Michael Martinez is a lot smarter than I am, but he starts off with a premise that I’ve been saying for five years now, namely, that the SEO profession has been divided by two extremes – The “content is king” purists and the “link building is gold” extremists.
He goes on to say that most SEOs (about 80%-90%) fall somewhere in the middle of those two extremes.
He uses these premises as a springboard for a discussion on the evolution of SEO practices. Like I said, he’s a lot smarter than I am. So he takes this thought process into areas I would not have considered – mathematics and Darwinian natural selection. I’m not so sure there’s a causal connection between the natural selection process and SEO practices, but I’m not that smart.

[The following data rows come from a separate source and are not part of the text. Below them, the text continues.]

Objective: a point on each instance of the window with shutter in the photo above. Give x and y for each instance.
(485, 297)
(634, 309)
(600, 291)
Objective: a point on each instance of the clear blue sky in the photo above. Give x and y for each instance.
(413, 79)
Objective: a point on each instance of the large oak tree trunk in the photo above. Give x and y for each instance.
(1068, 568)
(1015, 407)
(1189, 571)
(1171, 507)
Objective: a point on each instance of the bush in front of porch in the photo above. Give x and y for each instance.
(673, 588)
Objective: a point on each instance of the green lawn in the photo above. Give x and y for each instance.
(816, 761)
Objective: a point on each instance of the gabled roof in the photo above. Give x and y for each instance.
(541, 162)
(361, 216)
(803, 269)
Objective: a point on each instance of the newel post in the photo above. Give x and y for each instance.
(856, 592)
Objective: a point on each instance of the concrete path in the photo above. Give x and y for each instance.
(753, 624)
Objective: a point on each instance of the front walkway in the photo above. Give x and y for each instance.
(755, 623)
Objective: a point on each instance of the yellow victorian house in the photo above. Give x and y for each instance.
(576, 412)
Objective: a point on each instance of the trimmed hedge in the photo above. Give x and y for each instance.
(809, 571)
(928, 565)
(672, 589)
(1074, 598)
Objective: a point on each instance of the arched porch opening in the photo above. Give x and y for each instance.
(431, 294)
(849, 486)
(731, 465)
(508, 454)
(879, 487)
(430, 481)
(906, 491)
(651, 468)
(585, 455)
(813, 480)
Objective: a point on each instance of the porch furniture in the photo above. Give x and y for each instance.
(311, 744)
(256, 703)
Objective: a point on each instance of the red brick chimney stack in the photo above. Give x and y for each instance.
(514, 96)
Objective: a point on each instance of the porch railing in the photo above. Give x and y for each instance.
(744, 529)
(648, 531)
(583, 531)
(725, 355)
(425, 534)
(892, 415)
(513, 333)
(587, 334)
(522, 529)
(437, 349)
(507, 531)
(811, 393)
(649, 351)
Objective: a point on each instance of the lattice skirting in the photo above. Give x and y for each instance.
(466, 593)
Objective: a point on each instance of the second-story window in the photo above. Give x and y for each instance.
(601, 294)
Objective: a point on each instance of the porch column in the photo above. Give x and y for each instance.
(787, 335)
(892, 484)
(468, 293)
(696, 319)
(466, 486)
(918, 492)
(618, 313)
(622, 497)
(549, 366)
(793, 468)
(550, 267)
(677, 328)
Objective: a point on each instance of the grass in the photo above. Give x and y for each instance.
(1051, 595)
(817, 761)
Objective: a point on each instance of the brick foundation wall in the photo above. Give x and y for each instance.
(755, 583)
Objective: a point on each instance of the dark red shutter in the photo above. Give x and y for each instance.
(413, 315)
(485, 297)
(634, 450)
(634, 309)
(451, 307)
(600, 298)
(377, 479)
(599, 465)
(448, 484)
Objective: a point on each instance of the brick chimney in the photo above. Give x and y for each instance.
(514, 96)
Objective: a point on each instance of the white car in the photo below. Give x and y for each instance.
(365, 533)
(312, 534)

I have noticed, however, that the practical aspects of his evolutionary theory, as it relates to SEO practices, are quite true. The two SEO extremes seem to exist in isolation. The purists have their forums and communities and the link builders have theirs. Furthermore, the White Hats gather under their banner and the Black Hats meet in the Forest of the Nevergreen.

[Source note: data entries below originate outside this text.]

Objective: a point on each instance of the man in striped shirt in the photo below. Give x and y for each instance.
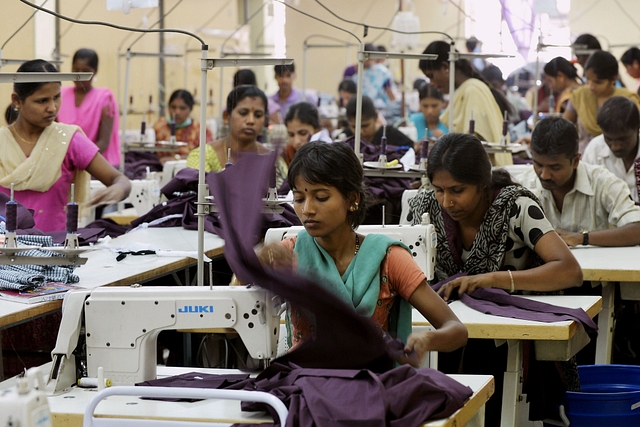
(586, 204)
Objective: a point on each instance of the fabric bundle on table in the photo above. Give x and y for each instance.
(23, 277)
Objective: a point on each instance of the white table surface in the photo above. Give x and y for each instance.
(102, 269)
(68, 409)
(608, 266)
(487, 326)
(516, 331)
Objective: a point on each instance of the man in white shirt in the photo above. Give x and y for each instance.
(618, 146)
(586, 204)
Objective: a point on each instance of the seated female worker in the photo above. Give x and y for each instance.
(43, 158)
(494, 230)
(187, 129)
(246, 116)
(371, 273)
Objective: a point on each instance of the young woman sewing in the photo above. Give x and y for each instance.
(495, 231)
(372, 273)
(246, 116)
(186, 129)
(563, 78)
(42, 158)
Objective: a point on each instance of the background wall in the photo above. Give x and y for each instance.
(605, 19)
(325, 65)
(221, 17)
(616, 24)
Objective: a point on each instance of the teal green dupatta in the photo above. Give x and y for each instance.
(359, 286)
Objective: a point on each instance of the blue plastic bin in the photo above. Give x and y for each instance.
(609, 396)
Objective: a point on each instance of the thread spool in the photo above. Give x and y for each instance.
(226, 165)
(505, 125)
(424, 150)
(92, 382)
(11, 213)
(383, 141)
(72, 218)
(272, 178)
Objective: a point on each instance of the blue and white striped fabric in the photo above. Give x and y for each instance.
(22, 277)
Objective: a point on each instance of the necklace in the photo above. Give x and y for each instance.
(15, 130)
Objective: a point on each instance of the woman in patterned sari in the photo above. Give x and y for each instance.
(495, 231)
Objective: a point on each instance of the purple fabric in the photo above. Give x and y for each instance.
(194, 380)
(389, 189)
(498, 302)
(182, 194)
(636, 168)
(340, 397)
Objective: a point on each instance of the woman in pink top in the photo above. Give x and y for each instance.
(92, 108)
(41, 158)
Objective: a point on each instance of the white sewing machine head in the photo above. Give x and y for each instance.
(121, 325)
(421, 239)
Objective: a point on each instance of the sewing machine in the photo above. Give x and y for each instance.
(116, 327)
(421, 239)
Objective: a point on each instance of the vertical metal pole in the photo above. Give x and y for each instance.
(202, 187)
(452, 85)
(125, 109)
(220, 99)
(356, 143)
(304, 72)
(56, 51)
(123, 124)
(161, 69)
(536, 86)
(186, 64)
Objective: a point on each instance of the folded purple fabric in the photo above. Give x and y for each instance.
(351, 397)
(500, 303)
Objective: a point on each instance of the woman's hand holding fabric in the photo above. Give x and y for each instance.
(112, 194)
(466, 284)
(420, 343)
(570, 238)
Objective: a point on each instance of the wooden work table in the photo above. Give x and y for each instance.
(67, 409)
(553, 341)
(606, 266)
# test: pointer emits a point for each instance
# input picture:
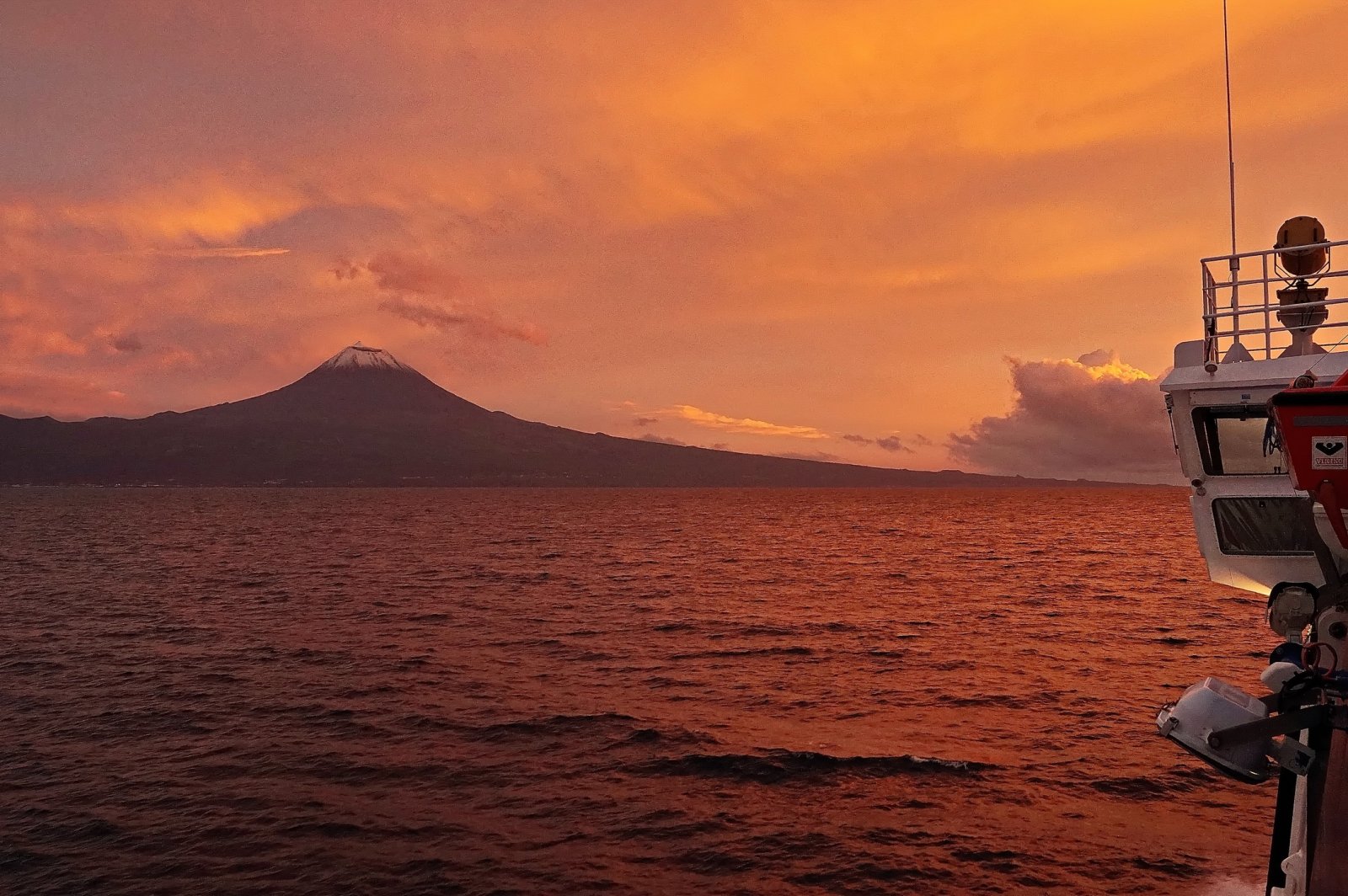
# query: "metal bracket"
(1285, 724)
(1293, 755)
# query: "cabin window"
(1262, 525)
(1237, 441)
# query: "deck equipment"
(1264, 442)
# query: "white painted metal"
(1244, 384)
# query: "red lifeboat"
(1313, 422)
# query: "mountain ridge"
(364, 418)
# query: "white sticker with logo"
(1329, 453)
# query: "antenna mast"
(1231, 143)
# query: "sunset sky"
(920, 235)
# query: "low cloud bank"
(1092, 418)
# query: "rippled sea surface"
(622, 691)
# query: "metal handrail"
(1222, 301)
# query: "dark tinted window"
(1233, 441)
(1262, 525)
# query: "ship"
(1260, 414)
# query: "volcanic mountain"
(364, 418)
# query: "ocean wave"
(781, 765)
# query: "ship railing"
(1240, 303)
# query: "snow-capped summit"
(359, 356)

I’m not much of a conference-goer. I prefer to just do my job. I create content for small businesses that need it to run their businesses. That’s what I do best.
Nevertheless, as Michael says,
You could say that a few search algorithmic storms have devastated both communities and the survivors have been forced to huddle together from time to time to protect each other.
One thing I’ve noticed is that any SEO who is good at what he does watches the search engines. It is pertinent to keep an eye on what Google and Bing are up to in order to discern the best methods for getting your web pages to rank. You may take a short-term approach or a long-term approach (I favor the long-term), but either way you are watching the moves the search engines make so that you can devise your strategy. That’s what SEO is all about.
Where we stand today, I think the Content vs. Links debate is dead. It’s no longer a matter of which one is more important. What matters today is how you are going to convince the search engines that your content and your links are of high enough quality to be counted.
Most small businesses don’t have the resources or the knowledge to make the necessary investigations nor to implement the right strategies in response to search engine policies. It’s become too much of a hassle to keep up with all the fragmentary information being passed around the Web. Today, one of the most important aspects of any search engine optimizer’s job is to sift through loads of philosophy, opinion, testing results, and news to separate the wheat from the chaff. The question is, who can a small business owner trust to ensure it is done right?